Werkstatt für die Seele: Wie psychisch Kranke mit Holz arbeiten

Nachdem sie einen Bericht im BR gesehen hatte, ist Manuela Naumann mit ihrem Sohn Tobias fast 500 Kilometer ins schwäbische Nördlingen gefahren, in die Werkstatt "Holz und Liebe". Dort können Menschen mit Behinderung kreativ mit Holz arbeiten.

Über dieses Thema berichtet: Abendschau - Der Süden am .

Tobias Naumann nimmt den Bogen in die Hand und spannt die Sehne. "Dafür braucht man schon Kraft", sagt er stolz. Den Bogen hat er im Fundus der Werkstatt "Holz und Liebe" von Thomas Schenk in Nördlingen gefunden. Dort hat der 27-Jährige ein Schnupperpraktikum gemacht und entdeckt: "Es ist einfach das Holz an sich, was Spaß macht", sagt er, und streicht mit der Hand über den glatt geschliffenen Bogen.

Das war das Ziel seiner Mutter: Herausfinden, was Tobias liegt, womit er gut umgehen kann.
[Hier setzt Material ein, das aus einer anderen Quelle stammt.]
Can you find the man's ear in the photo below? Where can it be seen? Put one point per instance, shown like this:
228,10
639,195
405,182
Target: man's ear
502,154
Dafür ist sie knapp 500 Kilometer weit gefahren. Zuvor hat sie einen Bericht über Thomas Schenk und seine Arbeit mit Menschen mit Behinderung im Bayerischen Fernsehen gesehen. "Und das hat mich so an Tobias erinnert", sagt Manuela Naumann. "Deshalb sind wir hierhergekommen." Und zwar: Aus der Nähe von Dresden bis nach Nördlingen.

Reguläre Angebote für Menschen mit Behinderung waren nichts für Tobias

In der Regel-, aber auch in der Förderschule kam Tobias nicht zurecht. In der Fernschule allerdings, alleine, von zu Hause aus, hat er einen guten Abschluss geschrieben. In Berufsbildungswerken für Menschen mit Behinderung hatte er ebenfalls Probleme. "Wenn da acht Leute an Hobelbänken sitzen, dann ist das laut. Das ist für ihn schwer auszuhalten", sagt seine Mutter. Er gehe dann, werde selbst laut, seine Reaktionen seien oft unterschiedlich. "Hier aber, bei dieser individuellen Betreuung durch Thomas Schenk, hat er eine ruhige Umgebung und kann kreativ sein", sagt Manuela Naumann weiter.

Medium Holz als Mittler

Kreativ waren die beiden: Nicht nur den Bogen, auch eine Lampe, ein Küchenbrett und eine Garderobe haben sie in den vergangenen Tagen zusammen gefertigt. Stundenweise, immer in kleinen Abschnitten. Thomas Schenk, eigentlich Sozialpädagoge und, wie er selbst sagt, beim Umgang mit Holz "eher Autodidakt", geht auf die Menschen ein, die bei ihm sind. Passt sich an, hört zu. Dazu kommt der Umgang mit dem Material Holz: Er hat schon oft die Erfahrung gemacht, dass Menschen mit Behinderung oder auch mit Suchterkrankungen durch das Medium Holz gut erreichbar sind. "Ich merk’ das eigentlich bei allen Menschen, wenn sie reinkommen in die Werkstatt, die meisten strecken die Hand aus, und streichen übers Holz. Andere Pädagogen arbeiten mit Tieren - ich nutze Holz als Mittler." So konnte er schon so manchen vor der Einweisung in die Psychiatrie bewahren.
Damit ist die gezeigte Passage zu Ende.